今回は「借地の更新料は違法か?!」というテーマでお話ししたいと思います。
借地の更新料は収益アップのチャンス
借地の場合、更新料が取れるのは通常、二十年に一度というような長い期間を見越した話です。更新料が取れるかどうかによって、地主にとっては収益アップのチャンスとなります。しかし、借地人にとっては、地代とは別に一度にまとまった金額を支払うことになるため、できれば支払いたくないという気持ちもあるのが事実です。中には、「更新料なんてものは違法だ」といった意見も耳にしますが、果たして本当にそうなのでしょうか?
結論:更新料は違法ではない!
結論から言いますと、更新料はまったく違法ではありません!地主さんは、正当な理由に基づき、更新料を請求しても問題ありません。

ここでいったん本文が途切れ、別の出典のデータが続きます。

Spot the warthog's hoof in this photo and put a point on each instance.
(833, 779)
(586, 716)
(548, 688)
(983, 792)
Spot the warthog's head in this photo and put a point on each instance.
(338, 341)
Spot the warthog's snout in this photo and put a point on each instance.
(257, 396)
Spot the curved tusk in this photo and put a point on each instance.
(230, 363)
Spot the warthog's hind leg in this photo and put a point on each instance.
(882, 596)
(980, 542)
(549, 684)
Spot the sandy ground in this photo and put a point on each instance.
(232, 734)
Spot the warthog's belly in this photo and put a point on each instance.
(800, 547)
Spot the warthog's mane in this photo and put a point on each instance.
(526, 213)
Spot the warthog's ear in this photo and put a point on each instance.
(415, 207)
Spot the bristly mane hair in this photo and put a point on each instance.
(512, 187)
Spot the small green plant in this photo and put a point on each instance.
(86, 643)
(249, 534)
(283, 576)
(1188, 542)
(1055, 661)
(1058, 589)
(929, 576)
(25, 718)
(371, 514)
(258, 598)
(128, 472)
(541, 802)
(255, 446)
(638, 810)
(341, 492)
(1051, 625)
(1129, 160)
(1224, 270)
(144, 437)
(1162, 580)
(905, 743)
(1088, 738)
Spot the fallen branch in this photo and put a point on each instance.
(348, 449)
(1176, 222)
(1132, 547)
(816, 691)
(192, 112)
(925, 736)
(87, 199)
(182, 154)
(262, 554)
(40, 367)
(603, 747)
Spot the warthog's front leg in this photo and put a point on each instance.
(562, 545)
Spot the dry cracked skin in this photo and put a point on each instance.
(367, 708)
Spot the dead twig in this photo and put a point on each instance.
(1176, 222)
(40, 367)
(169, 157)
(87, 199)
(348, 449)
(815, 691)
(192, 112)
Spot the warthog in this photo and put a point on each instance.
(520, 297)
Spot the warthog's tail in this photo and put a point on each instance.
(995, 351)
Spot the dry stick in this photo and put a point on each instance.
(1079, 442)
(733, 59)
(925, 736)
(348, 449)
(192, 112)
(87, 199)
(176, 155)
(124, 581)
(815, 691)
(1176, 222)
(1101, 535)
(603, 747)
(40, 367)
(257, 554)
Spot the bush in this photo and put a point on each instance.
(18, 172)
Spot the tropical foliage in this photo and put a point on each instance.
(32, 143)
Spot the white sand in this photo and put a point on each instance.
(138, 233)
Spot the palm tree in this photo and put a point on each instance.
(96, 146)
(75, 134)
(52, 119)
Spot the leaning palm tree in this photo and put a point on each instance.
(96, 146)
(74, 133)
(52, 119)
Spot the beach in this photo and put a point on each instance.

では、なぜ「更新料は違法だ」という話が出てくるのでしょうか?それは、更新料についての支払いの根拠となる明確な法律が存在しないからです。
譲渡承諾料との違い
この点、譲渡承諾料と比較すると理解しやすいかもしれません。譲渡承諾料とは、借地人が借地権を第三者に譲渡する際、地主の承諾を得るために支払う金銭のことです。この承諾料は民法612条に規定されています。
一方で、更新料については、法律には何も書かれていません。こうした違いがあるため、「更新料は違法」といった誤解を生むことがあるのです。
最高裁の判断
しかし、当事者同士で話し合って決めた更新料は、違法でも何でもありません。実際、最高裁判所も、合意による更新料の支払い慣行を認めています(昭和59年4月20日最高裁判所第二小法廷判決)。これにより、「合意」による更新料は、実務上、法的にも問題なく、地主は堂々と請求してよいことが確認されています。
まとめ
以上、今回は「借地の更新料は違法か?」というテーマでお話ししました。更新料は法的にも問題なく、地主さんは正当な理由に基づき請求できるものです。
次回は、合意更新と法定更新について詳しくお話ししたいと思います。それでは、今日の話はここまでです。